In allowing the borrower to appeal the decision of the NSW Court of Appeal, the High Court took the view that:

  1. each of the second and third loan agreements discharged the preceding loan agreement;
  2. at the date of the enforcement action (i.e., the claim for possession and/or the claim for money judgement), the only obligations secured by the registered mortgage were those under the third loan agreement;
  3. the third loan agreement, when read with the registered mortgage, created a new farm mortgage;
  4. the mediation and the section 11 certificate related to the first loan agreement and not the third loan agreement; and
  5. therefore, at the time of the enforcement action, there was no section 11 certificate in force in respect of the farm mortgage.

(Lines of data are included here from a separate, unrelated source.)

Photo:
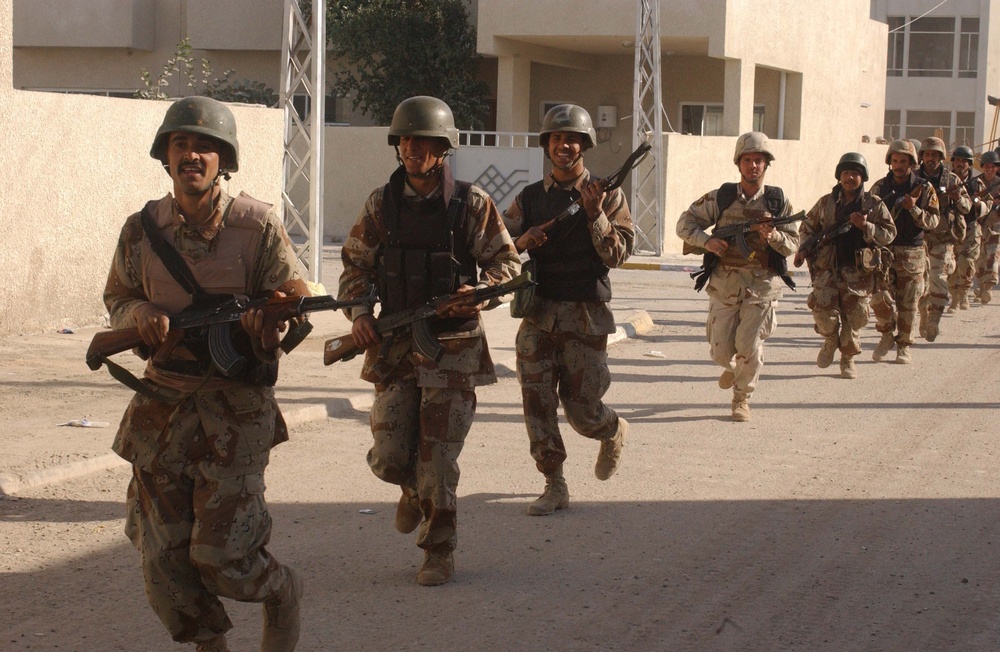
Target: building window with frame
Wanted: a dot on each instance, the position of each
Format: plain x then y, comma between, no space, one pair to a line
968,48
932,47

The High Court considered this to be the case even though the second and third loan agreements had been entered into to give effect to the agreed terms of the mediation.

The effect of the decision is that a lender may be obliged, subject to the mediation outcomes under the NSW Act (including how a continuing forbearance is documented), to offer a borrower a new mediation before the lender is entitled to commence proceedings for the enforcement of a loan agreement entered into after the original mediation.

Impact for lenders

If the mediation agreement or post-mediation negotiations concern the re-documentation or variation of the borrower's loan agreement (or taking a new or additional farm mortgage), then a lender should consider:

  1. Documenting any mediation agreement to vary payment obligations by deed of forbearance rather than re-documenting or varying the loan agreement.
  2. Ensuring any re-documentation or variation of a loan agreement is described as a variation, includes a statement that any existing loan agreement is not discharged by the new documentation and reserves the lender's rights in relation to the borrower's default under the earlier loan agreement and/or farm mortgage.
  3. Offering a further mediation before the lender takes enforcement action. From a practical perspective, although the prospect of another mediation may be attractive to farmers seeking more time to meet their obligations, the emotional and monetary costs of mediation may deter others from electing to keep open the possibility of or right to a further mediation.

The content of this article is intended to provide a general guide to the subject matter. Specialist advice should be sought about your specific circumstances.